How to use Logits output type?

Hi, I’m trying to do speech to text using this model

The output shape of this model is shown in Unity as logits index : 2598
Would you be able to guide me how to use this output and obtain string result?
I’m using Unity 6000.0.23f1 and Sentis 2.1.0.

Thank you for help!

1 Like

Looking at the code,

inputs = processor(batch["speech"], sampling_rate=16000, return_tensors="pt", padding=True)
with torch.no_grad():
        logits = model(inputs.input_values.to(device)).logits
pred_ids = torch.argmax(logits, dim=-1)
batch["pred_strings"] = processor.batch_decode(pred_ids)
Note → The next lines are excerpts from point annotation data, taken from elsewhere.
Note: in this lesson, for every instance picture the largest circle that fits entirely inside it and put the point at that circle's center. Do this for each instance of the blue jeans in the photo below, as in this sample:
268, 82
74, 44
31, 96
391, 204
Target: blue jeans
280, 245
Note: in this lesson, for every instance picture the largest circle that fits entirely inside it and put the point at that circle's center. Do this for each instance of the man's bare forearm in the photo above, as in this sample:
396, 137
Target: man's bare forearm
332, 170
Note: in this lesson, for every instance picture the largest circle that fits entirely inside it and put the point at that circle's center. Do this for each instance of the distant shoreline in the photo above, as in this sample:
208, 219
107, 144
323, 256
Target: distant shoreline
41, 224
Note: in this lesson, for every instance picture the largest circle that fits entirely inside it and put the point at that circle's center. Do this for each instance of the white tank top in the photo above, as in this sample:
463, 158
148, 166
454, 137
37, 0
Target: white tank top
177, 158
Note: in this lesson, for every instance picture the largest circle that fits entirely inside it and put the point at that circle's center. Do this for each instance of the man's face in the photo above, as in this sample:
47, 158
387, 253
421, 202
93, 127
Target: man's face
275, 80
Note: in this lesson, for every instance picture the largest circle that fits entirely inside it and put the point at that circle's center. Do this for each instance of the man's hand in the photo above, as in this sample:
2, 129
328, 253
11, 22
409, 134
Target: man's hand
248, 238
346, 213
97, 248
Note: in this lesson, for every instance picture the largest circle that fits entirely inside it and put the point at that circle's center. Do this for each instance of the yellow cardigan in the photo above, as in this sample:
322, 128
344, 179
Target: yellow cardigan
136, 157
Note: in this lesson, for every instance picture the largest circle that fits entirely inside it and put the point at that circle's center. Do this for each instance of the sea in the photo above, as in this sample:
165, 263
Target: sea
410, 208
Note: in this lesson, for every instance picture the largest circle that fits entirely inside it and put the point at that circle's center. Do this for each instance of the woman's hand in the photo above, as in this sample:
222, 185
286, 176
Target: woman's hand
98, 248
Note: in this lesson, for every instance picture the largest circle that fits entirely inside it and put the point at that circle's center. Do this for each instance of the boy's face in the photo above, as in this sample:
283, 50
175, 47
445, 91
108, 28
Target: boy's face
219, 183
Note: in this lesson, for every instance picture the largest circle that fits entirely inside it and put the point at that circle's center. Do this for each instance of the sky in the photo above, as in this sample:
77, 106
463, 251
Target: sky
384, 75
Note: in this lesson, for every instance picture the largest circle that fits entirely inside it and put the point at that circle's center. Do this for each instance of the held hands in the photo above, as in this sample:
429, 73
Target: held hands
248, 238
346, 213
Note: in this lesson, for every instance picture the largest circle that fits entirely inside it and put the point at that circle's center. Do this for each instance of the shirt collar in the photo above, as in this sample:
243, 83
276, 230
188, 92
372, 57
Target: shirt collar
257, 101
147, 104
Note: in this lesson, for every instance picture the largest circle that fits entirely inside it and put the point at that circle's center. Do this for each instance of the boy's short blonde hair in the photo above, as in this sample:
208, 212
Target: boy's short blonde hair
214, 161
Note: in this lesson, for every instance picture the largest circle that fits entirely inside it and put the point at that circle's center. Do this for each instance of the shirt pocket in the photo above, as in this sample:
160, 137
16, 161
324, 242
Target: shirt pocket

you can see that the magic of converting too and from tokens to string is happening in the processor.batch_decode

1 Like

Then digging into what that processor.batch_decode does lead me to

(you can follow the path by going on transformers/src/transformers/models/wav2vec2/processing_wav2vec2.py at 96f67c068b43ef209f1d230d2eda4f1ab27b7550 · huggingface/transformers · GitHub ect…
But at the end of the day it looks like you have to re-code that convert_tokens_to_string
Which uses a dictonary that is loaded in https://github.com/huggingface/transformers/blob/96f67c068b43ef209f1d230d2eda4f1ab27b7550/src/transformers/models/wav2vec2/processing_wav2vec2.py#L33

1 Like

I know it seems like a lot of work, but it boils down to reading from a dictionary, you can check out our whisper/phi2 example on hugging face for help.
Let me know if you have any questions!

1 Like

Ah yes I see that there is vocab.json which is basically the dictionary for converting int to letter.
Thank you for the quick reply and detailed explanation!

1 Like

Yes!
Do double check what dictionary is being used in the wav2vec2 tokenizer right. It could be the same or could be a bit different. So worth digging into it to see if there is a diff

2 Likes

I successfully ran the model.
Thank you for your help!

1 Like